Winner of four 2010 Sydney Theatre Awards
Best Actress in a Supporting Role 
(Yael Stone)
Best Costume Design (Tess Schofield)
Best Lighting Design (Mark Shelton)
Best Score or Sound Design (Alan John and Paul Charlier)

Winner of three 2011 Helpmann Awards
Best Direction of a Play (Neil Armfield)
Best Male Actor in a Play (Geoffrey Rush)
Best Original Score (Alan John)

Back in 1989 two young fabulists, Neil Armfield and Geoffrey Rush, spun Nikolai Gogol’s famous story into landmark piece of Australian theatre. In 2010, still fabulating, they’re doing it again.

St Petersburg in the time of the Czar. Poprishchin is a kind of human photocopier: he spends his days writing what’s on one page onto another page for endless thousands of pages. Towering above him is the most insane and terrifying hierarchy in human history. Down the bottom with him are millions of other clerks.

In an age of ridiculous ambition and ubiquitous work, Gogol’s comic tale is a loser’s Hamlet. It burrows into our wildest fantasies and finds wonderful play in the gap between who we are and who we think we are.

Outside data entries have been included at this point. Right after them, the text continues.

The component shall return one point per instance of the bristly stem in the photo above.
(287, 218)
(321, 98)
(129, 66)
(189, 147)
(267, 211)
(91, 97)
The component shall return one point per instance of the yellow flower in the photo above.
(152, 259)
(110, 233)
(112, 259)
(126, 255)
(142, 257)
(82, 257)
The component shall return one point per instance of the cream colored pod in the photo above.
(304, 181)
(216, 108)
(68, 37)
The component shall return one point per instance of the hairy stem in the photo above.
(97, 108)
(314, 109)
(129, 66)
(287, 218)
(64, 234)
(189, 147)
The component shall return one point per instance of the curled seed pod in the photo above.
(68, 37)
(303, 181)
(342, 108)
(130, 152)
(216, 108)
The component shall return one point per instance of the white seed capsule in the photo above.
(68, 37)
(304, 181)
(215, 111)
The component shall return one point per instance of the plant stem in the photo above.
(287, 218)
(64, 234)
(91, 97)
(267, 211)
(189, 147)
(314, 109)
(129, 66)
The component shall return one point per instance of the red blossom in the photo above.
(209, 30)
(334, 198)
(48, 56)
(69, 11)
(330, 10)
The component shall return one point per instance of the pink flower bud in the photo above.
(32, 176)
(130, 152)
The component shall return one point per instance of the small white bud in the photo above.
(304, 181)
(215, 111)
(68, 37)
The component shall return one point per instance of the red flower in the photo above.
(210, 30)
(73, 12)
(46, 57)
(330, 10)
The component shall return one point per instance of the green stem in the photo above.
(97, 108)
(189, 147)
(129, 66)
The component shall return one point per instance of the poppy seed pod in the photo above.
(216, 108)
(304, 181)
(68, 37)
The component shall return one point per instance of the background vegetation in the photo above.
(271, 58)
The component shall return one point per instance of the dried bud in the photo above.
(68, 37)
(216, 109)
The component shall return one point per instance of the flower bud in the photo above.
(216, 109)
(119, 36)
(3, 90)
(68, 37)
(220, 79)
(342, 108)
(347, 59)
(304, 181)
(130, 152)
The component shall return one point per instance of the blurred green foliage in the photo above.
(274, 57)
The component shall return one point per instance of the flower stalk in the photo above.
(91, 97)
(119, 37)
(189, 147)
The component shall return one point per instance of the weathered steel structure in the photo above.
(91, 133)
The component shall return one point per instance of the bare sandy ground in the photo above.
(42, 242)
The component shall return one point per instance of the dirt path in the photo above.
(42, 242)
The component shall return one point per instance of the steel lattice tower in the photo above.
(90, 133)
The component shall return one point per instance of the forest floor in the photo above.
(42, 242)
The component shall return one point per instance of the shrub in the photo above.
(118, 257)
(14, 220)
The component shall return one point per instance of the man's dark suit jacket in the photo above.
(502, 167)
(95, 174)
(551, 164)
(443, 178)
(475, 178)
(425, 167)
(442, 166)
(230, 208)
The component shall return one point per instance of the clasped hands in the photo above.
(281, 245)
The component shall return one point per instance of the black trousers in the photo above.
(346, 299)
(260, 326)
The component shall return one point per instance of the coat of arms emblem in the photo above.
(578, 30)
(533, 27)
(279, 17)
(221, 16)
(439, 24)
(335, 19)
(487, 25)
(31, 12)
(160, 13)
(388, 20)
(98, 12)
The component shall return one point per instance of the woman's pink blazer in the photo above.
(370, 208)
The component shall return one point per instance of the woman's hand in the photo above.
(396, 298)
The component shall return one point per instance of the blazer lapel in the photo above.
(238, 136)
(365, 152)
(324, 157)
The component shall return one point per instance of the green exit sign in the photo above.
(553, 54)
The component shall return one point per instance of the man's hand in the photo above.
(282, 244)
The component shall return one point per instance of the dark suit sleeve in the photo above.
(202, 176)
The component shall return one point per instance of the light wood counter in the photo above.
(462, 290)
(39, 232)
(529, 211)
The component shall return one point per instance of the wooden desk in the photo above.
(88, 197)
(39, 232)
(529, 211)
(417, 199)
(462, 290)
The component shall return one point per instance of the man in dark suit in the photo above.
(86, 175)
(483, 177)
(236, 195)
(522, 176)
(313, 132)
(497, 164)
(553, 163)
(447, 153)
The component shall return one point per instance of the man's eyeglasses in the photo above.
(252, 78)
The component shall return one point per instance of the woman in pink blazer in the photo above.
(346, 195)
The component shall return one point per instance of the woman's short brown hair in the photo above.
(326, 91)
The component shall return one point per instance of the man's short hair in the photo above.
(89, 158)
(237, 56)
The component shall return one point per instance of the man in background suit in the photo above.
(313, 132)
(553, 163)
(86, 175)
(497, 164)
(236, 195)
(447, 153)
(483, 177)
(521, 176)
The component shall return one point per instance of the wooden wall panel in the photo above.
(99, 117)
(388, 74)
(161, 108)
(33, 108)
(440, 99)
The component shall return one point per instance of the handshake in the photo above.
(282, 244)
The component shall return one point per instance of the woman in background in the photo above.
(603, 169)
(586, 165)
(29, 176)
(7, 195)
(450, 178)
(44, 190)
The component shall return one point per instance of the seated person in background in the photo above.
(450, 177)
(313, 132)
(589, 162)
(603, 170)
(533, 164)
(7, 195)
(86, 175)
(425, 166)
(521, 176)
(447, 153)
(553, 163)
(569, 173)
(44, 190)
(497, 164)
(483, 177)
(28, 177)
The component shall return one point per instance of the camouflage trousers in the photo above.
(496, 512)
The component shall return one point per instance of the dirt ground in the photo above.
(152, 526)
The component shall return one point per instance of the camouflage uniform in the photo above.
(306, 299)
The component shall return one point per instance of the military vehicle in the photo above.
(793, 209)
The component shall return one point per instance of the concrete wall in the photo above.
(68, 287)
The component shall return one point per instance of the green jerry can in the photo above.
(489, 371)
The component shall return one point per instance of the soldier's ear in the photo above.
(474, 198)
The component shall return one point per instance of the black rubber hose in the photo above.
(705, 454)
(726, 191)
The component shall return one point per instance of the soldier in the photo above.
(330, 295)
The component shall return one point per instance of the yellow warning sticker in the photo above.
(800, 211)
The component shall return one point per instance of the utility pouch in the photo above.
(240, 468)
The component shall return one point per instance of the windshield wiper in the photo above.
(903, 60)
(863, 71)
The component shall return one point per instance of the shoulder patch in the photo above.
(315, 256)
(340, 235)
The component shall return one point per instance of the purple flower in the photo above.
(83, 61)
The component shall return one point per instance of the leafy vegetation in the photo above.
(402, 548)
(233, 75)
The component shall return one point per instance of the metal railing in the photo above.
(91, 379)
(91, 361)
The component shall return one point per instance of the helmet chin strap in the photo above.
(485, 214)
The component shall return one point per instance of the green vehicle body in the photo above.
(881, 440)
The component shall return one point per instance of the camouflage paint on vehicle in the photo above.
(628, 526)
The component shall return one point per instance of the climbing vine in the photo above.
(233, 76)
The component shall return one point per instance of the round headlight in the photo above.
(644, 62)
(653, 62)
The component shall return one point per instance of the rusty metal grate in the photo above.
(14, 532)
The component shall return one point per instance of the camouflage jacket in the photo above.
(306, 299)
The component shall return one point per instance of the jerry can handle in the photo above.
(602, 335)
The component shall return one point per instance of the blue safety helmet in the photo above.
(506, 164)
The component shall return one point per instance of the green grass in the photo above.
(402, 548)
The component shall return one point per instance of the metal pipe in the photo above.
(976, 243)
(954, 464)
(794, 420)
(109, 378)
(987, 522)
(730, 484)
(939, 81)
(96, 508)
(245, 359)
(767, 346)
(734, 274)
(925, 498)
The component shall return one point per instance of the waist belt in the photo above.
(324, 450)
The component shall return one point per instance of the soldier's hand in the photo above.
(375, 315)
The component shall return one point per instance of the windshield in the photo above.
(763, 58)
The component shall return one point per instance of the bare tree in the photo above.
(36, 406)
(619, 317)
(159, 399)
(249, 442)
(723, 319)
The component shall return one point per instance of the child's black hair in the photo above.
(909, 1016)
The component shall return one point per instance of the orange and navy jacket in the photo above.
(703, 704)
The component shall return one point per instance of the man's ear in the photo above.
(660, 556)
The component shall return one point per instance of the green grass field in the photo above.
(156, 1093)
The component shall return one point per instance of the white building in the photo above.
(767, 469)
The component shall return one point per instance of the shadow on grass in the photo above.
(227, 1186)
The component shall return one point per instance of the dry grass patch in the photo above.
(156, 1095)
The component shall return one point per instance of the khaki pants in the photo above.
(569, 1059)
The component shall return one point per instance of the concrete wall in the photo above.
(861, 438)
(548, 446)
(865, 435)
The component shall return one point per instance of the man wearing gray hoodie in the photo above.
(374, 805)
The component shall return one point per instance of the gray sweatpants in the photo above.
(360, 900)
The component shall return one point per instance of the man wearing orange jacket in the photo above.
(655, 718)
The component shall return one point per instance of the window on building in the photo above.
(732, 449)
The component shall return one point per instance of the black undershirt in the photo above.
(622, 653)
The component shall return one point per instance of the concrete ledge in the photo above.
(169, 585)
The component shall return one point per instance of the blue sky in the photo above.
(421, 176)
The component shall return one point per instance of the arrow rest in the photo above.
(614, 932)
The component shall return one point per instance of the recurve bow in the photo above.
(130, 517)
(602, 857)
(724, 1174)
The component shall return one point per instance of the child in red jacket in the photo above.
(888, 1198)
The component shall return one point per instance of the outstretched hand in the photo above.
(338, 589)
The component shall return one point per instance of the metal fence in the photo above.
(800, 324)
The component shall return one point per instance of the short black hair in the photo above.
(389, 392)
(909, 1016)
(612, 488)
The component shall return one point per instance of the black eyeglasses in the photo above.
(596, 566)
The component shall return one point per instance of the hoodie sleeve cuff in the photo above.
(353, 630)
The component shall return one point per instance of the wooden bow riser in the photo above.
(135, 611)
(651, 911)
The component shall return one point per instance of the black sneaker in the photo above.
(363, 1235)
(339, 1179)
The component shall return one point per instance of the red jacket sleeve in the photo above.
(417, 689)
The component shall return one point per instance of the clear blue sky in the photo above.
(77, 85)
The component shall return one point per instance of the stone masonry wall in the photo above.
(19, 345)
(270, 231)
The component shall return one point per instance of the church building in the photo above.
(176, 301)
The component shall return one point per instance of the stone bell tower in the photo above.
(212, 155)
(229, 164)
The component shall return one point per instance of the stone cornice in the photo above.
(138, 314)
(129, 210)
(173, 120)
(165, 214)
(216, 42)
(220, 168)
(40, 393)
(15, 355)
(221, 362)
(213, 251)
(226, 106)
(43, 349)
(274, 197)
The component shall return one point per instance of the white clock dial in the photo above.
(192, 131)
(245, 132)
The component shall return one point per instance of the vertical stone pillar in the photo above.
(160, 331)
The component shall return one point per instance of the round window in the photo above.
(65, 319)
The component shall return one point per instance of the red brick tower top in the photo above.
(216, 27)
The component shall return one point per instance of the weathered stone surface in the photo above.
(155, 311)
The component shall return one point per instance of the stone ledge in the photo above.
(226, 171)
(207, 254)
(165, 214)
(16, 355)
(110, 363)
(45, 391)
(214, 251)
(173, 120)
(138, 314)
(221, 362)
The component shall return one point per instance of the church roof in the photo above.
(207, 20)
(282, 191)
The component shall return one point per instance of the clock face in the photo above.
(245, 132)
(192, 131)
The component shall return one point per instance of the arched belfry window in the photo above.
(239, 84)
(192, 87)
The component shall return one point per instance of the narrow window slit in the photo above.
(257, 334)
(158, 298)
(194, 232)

The Diary of a Madman is Neil’s parting feast of laughter, rage, sadness, loss, love, joy, hope, and the eternal possibility that we’re on the verge of something tremendous.


Geoffrey Rush
Yael Stone


By Nikolai Gogol
Adapted by David Holman with Neil Armfield and Geoffrey Rush
Director Neil Armfield
Music by Alan John (after Mussorgsky)
Musicians Paul Cutlan & Erkki Veltheim
Set Designer Catherine Martin
Costume Designer Tess Schofield
Lighting Designer Mark Shelton
Sound Designer Paul Charlier
Set Design Assistant Chris Tangney
Stage Manager Mark Lowrey
Assistant Stage Manager Mel Dyer


Rush is in exuberant form as Poprischin … If you haven’t secured a seat already, it’s standing room only if you want to see this show – and still money well spent.

Jason Blake | The Sydney Morning Herald

… it is such a great joy to see Rush back on the stage re-creating one of his finest roles. … Yael Stone is superb.

John McCallum | The Australian

It’s theatrically and emotionally loaded with everything that might be on your wish list for a great night out: laughter, tears and a lot to mull over later. Thanks Neil, thanks Geoffrey – thanks everyone. Not to be missed.